The IRS has issued a Private Letter Ruling (PLR 202434006) that provides a mechanism for employers to allow employees some level of choice about how to allocate employer contributions amongst various employee benefits. But there are considerations to keep in mind to avoid constructive receipt, such as the election timing and irrevocability. As is the case with most benefit changes, this strategy involves considerable communication and additional administrative tasks and may impact non-discrimination testing. Employers also should keep in mind that PLRs are only binding on the actual recipient. 

Here some key takeaways:

  • Benefit allocation options: Employers choose to design their plans so that employees can allocate their employer contributions to certain accounts, including a defined contribution (DC) plan, a Health Savings Account (HSA), a Health Reimbursement Arrangement (HRA), or tuition and student loan repayments via a Section 127 educational assistance plan.

  • Non-cash contributions: Contributions must be allocated to these accounts and cannot be taken as cash. This provision helps avoid complications with cash or deferred compensation rules and ensures compliance with non-discrimination tests.

  • Tax advantages: Contributions to HSAs and HRAs are excluded from employees’ gross income if they stay within statutory limits. Note that the tuition and student loan repayment benefit is set to expire after 2025 unless Congress extends it.

  • Administrative considerations: Employers will need to navigate the complexities of administering these benefits, including employee communications, management of contribution limits, and timing of employee annual elections. Further, this strategy may impact non-discrimination testing.

  • Employee perspective: Because employees will be able to choose the benefit area receiving the contribution, it is likely that their appreciation for the amount will increase. However, appreciation could be muted if it is difficult for employees to make their selection. Employers will need to have an easy-to-use interface so workers can see the link the between benefits. 

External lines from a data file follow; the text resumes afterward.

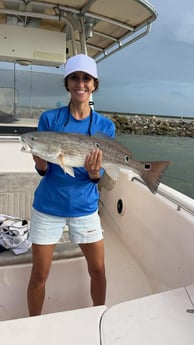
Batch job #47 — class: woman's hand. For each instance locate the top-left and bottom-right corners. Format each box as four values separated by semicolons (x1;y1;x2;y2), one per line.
84;149;102;180
33;155;47;171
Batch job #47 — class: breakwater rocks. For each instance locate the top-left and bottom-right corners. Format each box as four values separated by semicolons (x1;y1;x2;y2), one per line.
105;114;194;138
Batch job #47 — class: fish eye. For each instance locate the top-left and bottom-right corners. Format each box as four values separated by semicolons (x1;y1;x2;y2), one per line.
125;156;130;163
144;163;152;170
95;143;100;149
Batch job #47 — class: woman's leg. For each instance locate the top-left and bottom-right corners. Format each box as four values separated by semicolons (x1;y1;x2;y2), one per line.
79;240;106;306
27;244;55;316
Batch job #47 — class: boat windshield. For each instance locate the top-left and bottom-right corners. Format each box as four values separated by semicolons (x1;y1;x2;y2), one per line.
0;62;68;134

Limitations and considerations

While this PLR provides for some flexibility in allocating a certain type of employer contribution, it’s limited in scope because it applies only to plans that include non-elective 401(k) contributions. Specifically, this PLR excludes matching contributions — a major barrier to creating a more comprehensive "super-flex" benefit design. According to Alight’s 2023 Trends survey, approximately one-quarter of large plans currently offer non-elective contributions.

Additionally, the non-elective contributions must be immediately vested, which increases costs for employers. Half of companies with non-elective contributions already offer immediate vesting, while the other half does not.

As it stands, only about one in eight companies would meet the criteria outlined in the PLR for the flexible benefit structure. Additionally, employers must offer HSAs, HRAs, and/or tuition and student loan repayment programs, so this could further decrease the applicable audience.

It’s important to note that a Private Letter Ruling applies only to the plan sponsor that requested it. Employers interested in offering a similar program should consult their ERISA counsel for guidance and consider seeking their own PLR to ensure compliance with IRS guidelines.